Gaio Paola, Verlato Giovanna, Daverio Marco, Cavicchiolo Maria Elena, Nardo Daniel, Pasinato Alessandra, de Terlizzi Francesca, Baraldi Eugenio
Neonatal Intensive Care Unit, Department of Woman and Child's Health, University of Padova, Via Giustiniani 3, 35127, Padova, Italy.
Laboratory of Clinical Biophysics, IGEA, Modena, Italy.
Clin Nutr ESPEN. 2018 Feb;23:234-239. doi: 10.1016/j.clnesp.2017.09.008. Epub 2018 Feb 2.
BACKGROUND & AIMS: Preterm infants are exposed to a higher risk of developing Metabolic Bone Disease (MBD) with an increased bone fragility, a higher fracture risk and a long-term reduced linear growth and childhood height. Monitoring bone growth has become mandatory in neonatology. Several risk factors have been identified among the population of extremely low birth weight infants, but we still do not know which is the real incidence of MBD since its evaluation is not routinely performed worldwide. The aim of this study was to evaluate the incidence of MBD in preterm infants and in those suffering from bronchopulmonary dysplasia (BPD).

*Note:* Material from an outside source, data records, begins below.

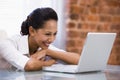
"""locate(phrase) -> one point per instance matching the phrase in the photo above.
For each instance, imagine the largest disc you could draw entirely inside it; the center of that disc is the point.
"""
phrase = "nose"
(51, 39)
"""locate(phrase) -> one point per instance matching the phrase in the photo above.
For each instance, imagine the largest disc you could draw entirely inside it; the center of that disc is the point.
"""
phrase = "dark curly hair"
(37, 18)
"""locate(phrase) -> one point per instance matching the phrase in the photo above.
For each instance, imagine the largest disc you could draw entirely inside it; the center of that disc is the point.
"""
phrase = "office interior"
(77, 18)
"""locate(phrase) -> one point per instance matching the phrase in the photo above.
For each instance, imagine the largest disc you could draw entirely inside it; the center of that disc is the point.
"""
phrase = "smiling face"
(43, 37)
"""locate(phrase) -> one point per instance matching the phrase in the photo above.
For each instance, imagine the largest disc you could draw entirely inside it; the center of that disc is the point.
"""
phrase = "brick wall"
(92, 16)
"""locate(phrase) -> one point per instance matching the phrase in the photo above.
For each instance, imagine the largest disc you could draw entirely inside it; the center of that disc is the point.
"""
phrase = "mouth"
(46, 44)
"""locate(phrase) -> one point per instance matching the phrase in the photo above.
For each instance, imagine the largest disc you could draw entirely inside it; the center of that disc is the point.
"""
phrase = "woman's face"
(45, 36)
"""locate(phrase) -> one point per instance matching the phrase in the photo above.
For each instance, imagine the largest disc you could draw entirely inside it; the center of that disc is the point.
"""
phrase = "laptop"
(94, 56)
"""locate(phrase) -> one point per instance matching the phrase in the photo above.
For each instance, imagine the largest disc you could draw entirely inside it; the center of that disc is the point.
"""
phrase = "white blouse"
(13, 52)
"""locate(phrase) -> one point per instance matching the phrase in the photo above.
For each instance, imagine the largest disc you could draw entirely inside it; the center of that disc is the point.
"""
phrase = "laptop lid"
(96, 51)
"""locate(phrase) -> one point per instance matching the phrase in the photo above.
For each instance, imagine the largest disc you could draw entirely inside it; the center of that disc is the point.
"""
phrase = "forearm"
(68, 57)
(34, 64)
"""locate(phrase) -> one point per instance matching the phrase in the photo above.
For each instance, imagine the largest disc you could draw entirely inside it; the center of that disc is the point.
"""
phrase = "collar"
(23, 46)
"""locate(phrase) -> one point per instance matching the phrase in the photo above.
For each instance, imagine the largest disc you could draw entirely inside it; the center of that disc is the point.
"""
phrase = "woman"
(32, 49)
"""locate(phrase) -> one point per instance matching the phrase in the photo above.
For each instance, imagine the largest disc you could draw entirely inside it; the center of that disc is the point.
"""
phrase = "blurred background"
(76, 19)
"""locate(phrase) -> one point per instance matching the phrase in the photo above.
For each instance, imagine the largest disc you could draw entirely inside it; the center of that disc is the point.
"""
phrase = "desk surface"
(110, 73)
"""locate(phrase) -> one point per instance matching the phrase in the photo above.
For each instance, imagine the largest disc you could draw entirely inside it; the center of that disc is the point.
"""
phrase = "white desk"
(110, 73)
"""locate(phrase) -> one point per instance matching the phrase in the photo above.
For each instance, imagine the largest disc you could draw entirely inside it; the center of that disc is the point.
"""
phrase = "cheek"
(41, 38)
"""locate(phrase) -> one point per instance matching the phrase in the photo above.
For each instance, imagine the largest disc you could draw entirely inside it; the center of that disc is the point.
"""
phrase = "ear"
(31, 31)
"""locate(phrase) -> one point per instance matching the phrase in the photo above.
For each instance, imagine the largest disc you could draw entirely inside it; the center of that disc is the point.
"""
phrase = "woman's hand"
(49, 62)
(39, 55)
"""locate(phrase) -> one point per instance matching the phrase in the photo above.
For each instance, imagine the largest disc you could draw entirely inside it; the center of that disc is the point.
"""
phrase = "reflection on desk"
(111, 73)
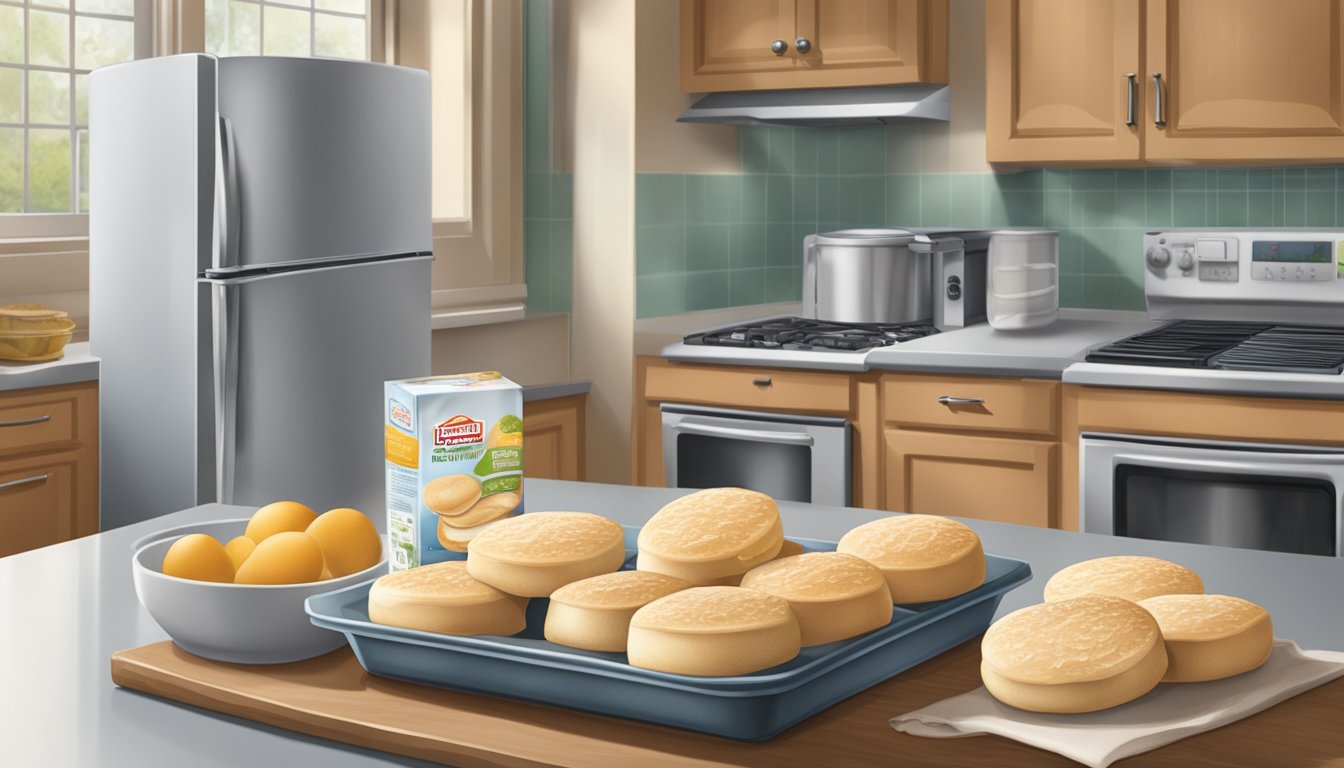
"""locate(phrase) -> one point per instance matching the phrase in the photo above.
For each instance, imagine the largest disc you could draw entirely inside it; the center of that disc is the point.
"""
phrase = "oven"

Prospective evaluation of patients who developed BPD (BPD group) versus infants who did not develop it (no-BPD group). We examined, in preterms <1.250 g, the metacarpus bone transmission time (mc-BTT) at birth, 21 days and 36 weeks of gestational age (GA) together with biochemical markers of bone status.
We included 135 patients, 55 with BPD. BPD patients received less total proteins in the first two weeks and less energy in the first month of life (p = 0.007 and p < 0.001 respectively). BPD patients had a worse growth velocity at two weeks of age (12.36 ± 7.86 vs 16.59 ± 7.05 g/kg/day, p = 0.001). At 21 days, BPD patients had lower phosphatemia (1.65 ± 0.031 mmol/L vs 1.85 ± 0.034 mmol/L, p = 0.007) and higher alkaline phosphatase levels (411.62 ± 135.31 IU/l vs 338.98 ± 102.20 IU/l, p = 0.005). BPD patients had significantly worse mc-BTT at 36 weeks GA (0.45 ± 0.06 vs 0.50 ± 0.08 μsec, p < 0.001) and a higher incidence of MBD (60% vs 34%; p = 0.012).
BPD infants are a special subset of patients among preterms who receive, in the first month of life, a lower energy intake than patients without BPD. BPD patients have a suboptimal bone growth and a higher incidence of MBD. Monitoring growth, bone status and optimizing nutritional intakes need to be further improved in preterm infants with BPD.
早产儿患代谢性骨病(MBD)的风险更高,其骨质脆弱性增加、骨折风险升高,且长期线性生长和儿童期身高降低。在新生儿科,监测骨骼生长已成为必需。在极低出生体重儿群体中已确定了多个风险因素,但由于全球范围内并非常规进行MBD评估,我们仍不清楚其实际发病率。本研究的目的是评估早产儿及患支气管肺发育不良(BPD)的婴儿中MBD的发病率。
对发生BPD的患者(BPD组)与未发生BPD的婴儿(非BPD组)进行前瞻性评估。我们检查了出生时、出生后21天和孕龄(GA)36周时体重<1250g的早产儿的掌骨骨传导时间(mc-BTT)以及骨状态的生化指标。
我们纳入了135例患者,其中55例患有BPD。BPD患者在出生后的前两周接受的总蛋白较少,在出生后的第一个月接受的能量较少(分别为p = 0.007和p < 0.001)。BPD患者在2周龄时的生长速度较差(12.36±7.86 vs 16.59±7.05g/kg/天,p = 0.001)。在21天时,BPD患者的血磷水平较低(1.65±0.031mmol/L vs 1.85±0.034mmol/L,p = 0.007),碱性磷酸酶水平较高(411.62±135.31IU/l vs 338.98±102.20IU/l,p = 0.005)。BPD患者在孕龄36周时的mc-BTT明显更差(0.45±0.06 vs 0.50±0.08μsec,p < 0.001),MBD的发病率更高(60% vs 34%;p = 0.012)。
BPD婴儿是早产儿中的一个特殊患者亚组,在出生后的第一个月,他们比无BPD的患者摄入的能量更低。BPD患者的骨骼生长不理想,MBD的发病率更高。对于患有BPD的早产儿,需要进一步改善生长监测、骨骼状态评估并优化营养摄入。